I’m going to abandon my current read. Blue Remembered Earth, by Alastair Reynolds, will be added to the rather short list of books I started and then gave up on.
Actually the list of books I’ve started and given up on is probably long, but I’m not counting books I stopped reading because I was too busy or got distracted and didn’t want to dive back in halfway through, but also didn’t want to start them over.
Some books I DNF were really bad. Rarely is a book so bad that I only make it through a few pages before giving up. Yet on the other hand I’ve read quite a few books through to the end despite them being below par.
Many that were much worse than Blue Remembered Earth. And ‘worse’ isn’t really the right word. BRE isn’t a bad book. So it doesn’t really deserve to be on the DNF list. But it’s the victim of what I suppose you could call a change in reading policy.
Too many books, too little time
I started reading it because I had a gap between two reads I’d scheduled for myself. I finished Stuart Turton’s The Devil and the Dark Water earlier than I expected and had a few days before the special illustrated edition of Guards! Guards! by Terry Pratchett and Paul Kidby was due to arrive.

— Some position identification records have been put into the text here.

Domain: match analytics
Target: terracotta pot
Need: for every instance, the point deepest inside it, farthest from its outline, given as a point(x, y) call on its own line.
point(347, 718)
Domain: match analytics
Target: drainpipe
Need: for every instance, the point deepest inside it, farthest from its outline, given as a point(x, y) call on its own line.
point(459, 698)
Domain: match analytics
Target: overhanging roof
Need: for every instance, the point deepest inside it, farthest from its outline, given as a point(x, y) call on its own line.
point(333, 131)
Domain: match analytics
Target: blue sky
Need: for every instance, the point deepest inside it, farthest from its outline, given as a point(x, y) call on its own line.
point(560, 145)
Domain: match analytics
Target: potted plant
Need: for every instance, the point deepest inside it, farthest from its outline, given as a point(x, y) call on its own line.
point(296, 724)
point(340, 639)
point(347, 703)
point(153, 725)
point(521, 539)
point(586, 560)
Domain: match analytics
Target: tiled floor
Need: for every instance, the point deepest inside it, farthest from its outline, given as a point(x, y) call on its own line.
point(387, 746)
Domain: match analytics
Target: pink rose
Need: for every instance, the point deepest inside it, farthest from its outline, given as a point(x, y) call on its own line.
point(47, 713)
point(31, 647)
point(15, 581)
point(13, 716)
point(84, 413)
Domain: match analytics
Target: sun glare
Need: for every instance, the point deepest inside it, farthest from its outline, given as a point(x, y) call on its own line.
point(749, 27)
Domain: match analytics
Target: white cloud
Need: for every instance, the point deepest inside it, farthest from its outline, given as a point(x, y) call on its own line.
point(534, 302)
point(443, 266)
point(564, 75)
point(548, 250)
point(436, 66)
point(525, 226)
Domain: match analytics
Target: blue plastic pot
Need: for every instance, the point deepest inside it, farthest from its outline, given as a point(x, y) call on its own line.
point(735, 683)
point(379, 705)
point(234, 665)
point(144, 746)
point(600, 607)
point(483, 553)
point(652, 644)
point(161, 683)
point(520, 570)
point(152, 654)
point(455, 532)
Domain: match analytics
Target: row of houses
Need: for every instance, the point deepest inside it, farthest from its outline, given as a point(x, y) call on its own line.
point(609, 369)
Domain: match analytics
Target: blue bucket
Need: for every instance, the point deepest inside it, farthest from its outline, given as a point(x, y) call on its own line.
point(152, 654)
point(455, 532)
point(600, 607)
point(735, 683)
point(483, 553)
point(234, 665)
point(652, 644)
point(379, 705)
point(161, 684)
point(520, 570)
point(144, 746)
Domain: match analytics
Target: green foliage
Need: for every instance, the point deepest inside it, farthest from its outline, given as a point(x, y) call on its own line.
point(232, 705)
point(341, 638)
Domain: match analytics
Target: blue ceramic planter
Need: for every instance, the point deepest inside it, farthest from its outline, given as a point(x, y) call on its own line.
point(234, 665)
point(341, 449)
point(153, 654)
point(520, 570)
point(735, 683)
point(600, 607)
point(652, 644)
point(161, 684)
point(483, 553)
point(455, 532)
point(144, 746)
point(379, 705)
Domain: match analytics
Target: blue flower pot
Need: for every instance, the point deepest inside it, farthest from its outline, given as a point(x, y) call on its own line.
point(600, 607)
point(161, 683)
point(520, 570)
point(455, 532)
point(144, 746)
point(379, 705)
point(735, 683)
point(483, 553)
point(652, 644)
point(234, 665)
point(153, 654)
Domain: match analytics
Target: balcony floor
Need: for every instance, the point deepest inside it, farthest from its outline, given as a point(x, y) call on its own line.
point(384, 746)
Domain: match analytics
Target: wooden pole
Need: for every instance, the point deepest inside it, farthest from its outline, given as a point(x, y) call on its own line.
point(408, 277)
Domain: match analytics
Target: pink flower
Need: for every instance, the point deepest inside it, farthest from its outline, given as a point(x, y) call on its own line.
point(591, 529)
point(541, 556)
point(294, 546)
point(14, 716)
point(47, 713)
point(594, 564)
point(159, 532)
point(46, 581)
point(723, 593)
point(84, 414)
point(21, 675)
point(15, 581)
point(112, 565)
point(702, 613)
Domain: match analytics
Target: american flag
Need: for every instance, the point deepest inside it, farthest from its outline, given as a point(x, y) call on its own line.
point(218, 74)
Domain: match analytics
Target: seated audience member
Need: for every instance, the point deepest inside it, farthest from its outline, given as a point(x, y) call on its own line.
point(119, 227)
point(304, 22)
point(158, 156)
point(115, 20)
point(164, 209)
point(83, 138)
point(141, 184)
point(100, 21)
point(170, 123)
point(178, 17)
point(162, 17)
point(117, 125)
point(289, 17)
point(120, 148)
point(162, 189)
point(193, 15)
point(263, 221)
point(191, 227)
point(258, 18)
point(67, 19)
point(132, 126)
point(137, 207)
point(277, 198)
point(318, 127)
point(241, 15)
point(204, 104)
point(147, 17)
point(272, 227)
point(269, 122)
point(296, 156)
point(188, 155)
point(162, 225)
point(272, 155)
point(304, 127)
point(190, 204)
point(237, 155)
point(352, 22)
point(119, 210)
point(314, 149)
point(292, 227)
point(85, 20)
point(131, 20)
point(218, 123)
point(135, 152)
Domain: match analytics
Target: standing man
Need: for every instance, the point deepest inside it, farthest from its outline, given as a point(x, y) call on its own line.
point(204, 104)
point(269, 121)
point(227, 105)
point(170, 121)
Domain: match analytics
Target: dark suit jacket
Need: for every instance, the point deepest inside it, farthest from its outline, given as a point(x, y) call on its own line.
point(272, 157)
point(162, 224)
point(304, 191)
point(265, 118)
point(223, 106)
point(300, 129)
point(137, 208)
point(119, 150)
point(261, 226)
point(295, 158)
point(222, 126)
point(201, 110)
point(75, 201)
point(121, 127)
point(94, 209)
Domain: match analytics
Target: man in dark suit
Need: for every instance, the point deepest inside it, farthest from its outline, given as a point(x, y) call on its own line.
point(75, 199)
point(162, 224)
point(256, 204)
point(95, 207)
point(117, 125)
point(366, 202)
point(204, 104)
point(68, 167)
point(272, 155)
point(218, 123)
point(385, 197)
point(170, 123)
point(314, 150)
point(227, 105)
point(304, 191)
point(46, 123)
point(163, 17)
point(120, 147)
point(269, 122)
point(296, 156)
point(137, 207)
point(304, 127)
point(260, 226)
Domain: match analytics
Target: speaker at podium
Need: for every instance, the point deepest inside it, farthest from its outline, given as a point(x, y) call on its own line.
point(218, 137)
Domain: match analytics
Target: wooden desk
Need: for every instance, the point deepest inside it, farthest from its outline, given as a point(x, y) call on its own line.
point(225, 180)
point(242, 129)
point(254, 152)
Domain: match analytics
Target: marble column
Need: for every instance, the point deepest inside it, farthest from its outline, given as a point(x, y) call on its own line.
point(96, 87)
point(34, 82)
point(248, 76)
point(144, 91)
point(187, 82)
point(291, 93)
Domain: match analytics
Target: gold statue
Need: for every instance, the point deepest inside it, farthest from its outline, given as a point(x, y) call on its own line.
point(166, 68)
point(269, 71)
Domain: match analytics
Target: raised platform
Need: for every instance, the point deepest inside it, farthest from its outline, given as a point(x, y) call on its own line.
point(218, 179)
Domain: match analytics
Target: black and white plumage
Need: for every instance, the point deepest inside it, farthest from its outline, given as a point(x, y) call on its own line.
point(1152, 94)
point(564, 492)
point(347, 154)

When Guards! Guards! arrived (earlier than expected, and with a free Librarian advent calendar, too – thanks, Discworld.com!) I certainly wasn’t going to wait to start reading that. But now that I’m done, I’m not desperate to get back to Blue Remembered Earth.
Partly this is because of my TBR pile. Not only had I received some awesome book post from a friend (an early Christmas present), but also I’ve taken advantage of Amazon’s Black Friday deal on Kindle Unlimited (three months for 0.99p).
So there are lots of interesting future reads demanding my attention.
Life’s too short to waste on the wrong books. As the pressure on my time increases I’ve had to become more disciplined in how I spend it. For starters, I’ve realised it’s time to be honest about all those things I’ve got that I’m ‘going to get around to one day’.
Am I really going to read all of those books that I’ve got stacked all over the house? And is it really worth having them all there in the hope I one day get around to each and every one, when seeing them all the time is just reminding me that I haven’t read them yet?
Reading Blue Remembered Earth was actually part of the drive to start clearing my TBR pile. But what’s the point in fretting over books not read, when those books might turn out not to be worth reading in the first place?
Asking tough questions
So I’m having to be more brutal. I’ve been doing it in terms of monetary decisions for a while now. When something new and shiny comes along that catches my eye – usually a video course of some kind – and the temptation to buy rears its head, I ask myself honestly if I think I’m going to have time for it.
Where exactly will I fit it into my current routine? What will I stop doing to make room for it? Why will this purchase be different to all those other books, hobbies or video courses that I’ve bought in the past and are still left untouched?
If I can’t give a solid answer to those questions, I don’t buy. And now I’m doing a similar thing for my time, which is a much more valuable and finite resource.
So, when I asked myself honestly why I wanted to finish Blue Remembered Earth, I realised it was mainly because I was halfway through and I wanted that effort to count towards my 2020 reading goal.
But that’s not really a good enough reason to carry on, especially given all the other books I could be racing through because they’re really good, not slogging through because, while the premise is interesting, it just isn’t gripping me.
Moving toward a Will Be Read pile
This is an approach I’m going to have to take more in the future if I ever hope of getting in top of my TBR pile and making the best use of my time.
So, while Blue Remembered Earth is not a bad read so far, it has the dubious honour of being the first book to be discarded for no other reason than the fact I can no longer afford for ‘not bad’ to be a standard by which I decide whether or not something is worth my time.